А вот — типичное: будни нашего отряда, бездомная девчонка, попавшаяся на фронтовом маршруте. Прежними песнями Булата подготовлено пришествие окопной Мадонны, этой беззащитной беженки, приткнувшейся к армейским харчам, к армейским мужикам-защитникам:
И откуда на переднем крае, Где даже земля сожжена, Детских рук доверчивость такая ИСвятая!

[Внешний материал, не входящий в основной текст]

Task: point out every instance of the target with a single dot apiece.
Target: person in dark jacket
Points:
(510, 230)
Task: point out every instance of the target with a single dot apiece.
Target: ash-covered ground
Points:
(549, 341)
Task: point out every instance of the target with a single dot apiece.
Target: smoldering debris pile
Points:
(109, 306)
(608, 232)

Но тогда откуда этот мутный след за нею шлейфом? Откуда дух коммуналки на этом ветрище? Солдаты «шагом тяжелым проходят по улице в бой» — в самом строчечном строе какая-то странность: так, «по улице» не в «бой» проходят, а на службу. Второй план — такой же странный по речестрою: «редкие счастливые жены» над судьбой девочки «злословят». Во-первых, какие там «счастливые жены», когда «земля сожжена»? Ах, «редкие»? До «редких» мне дела нет. Во-вторых, ну и что, если злословят? Это что, соизмеримо — война, которая все сожгла , и что-то квартирное, обыденное, коммунально-арбатское «злословят»?

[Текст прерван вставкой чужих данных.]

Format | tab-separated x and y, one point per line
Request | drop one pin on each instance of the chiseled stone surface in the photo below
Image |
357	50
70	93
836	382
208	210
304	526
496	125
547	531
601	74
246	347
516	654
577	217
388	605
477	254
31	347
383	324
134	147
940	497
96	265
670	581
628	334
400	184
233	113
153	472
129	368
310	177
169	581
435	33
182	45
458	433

Этот мотив вообще проходит у Булата какой-то странной нотой: завеса мелкой лжи в людях, мелкая слабина, которая почему-то застит свет. Думаешь: он же с Богом говорит, причем тут «жены», или их «воровство», или та «циркачка», к которой «страсть схватила», или та «Наденька», которая «пойдет гулять с другим». Или это все страсти-страхи «московского муравья»? Акакий Акакиевич в шинели рядового-необученного…
Очистительным шквалом приходит — фронт. Отрада — святая в этому аду.
Мы идем на запад, Отрада, И греха перед пулею нет.Какого греха? А если нет, зачем — о грехе? И если перед той девочкой «ни грана вины» — зачем о мнимой вине речь? Какую боль, какую жуть так в себе заговаривают? Поверху — гармония, песня. Вернее, всегда — «песенка» — ну, как бы пустяк: легко все, воздушно, аристократично.
А понизу — смутное ощущение обрыва в бездну.
Ничего непонятного: Арбат, суета дворов, все просто… Загадка фактуры любого текста у Булата — вот эта милая простота, незаметно и мягко погружающая тебя в странное инобытие. Городская обыденность, троллейбусы, прохожие. В случае невероятного форса — какая-нибудь ресторанная бравада. Ну, в пределах ленточки на бескозырке. А так — пыль повседневности.
Только пыль эта — с былинных шлемов.
Красками арбатской суеты живописуется — мистерия.
Этот сказочный, сказовый ритм — с первых строк. Он инобытие той простецкой жизни, которой живет этот мир, он ее тайное спасение.
Живописцы, окуните ваши кисти в суету дворов арбатских и в зарю, чтобы были ваши кисти словно листья. Словно листья, словно листья к ноябрю.«К ноябрю» — тайно-праздничный знак времени, опознавательное клеймо меченых мальчиков Державы. Праздник плывет по серому асфальту. Мостовая качается, не может очнуться. Непонятно, как это все слито, как сращено в стихе: плывущая заревая легенда и суета. Они ж чужие, чужие! У них координаты не сходятся! Их судьба разведет!
Он это и чует, певец Арбата, на это и отвечает:
Вы, как судьи, нарисуйте наши судьбы, наше лето, нашу зиму и весну… Ничего, что мы — чужие. Вы рисуйте! Я потом, что непонятно, объясню.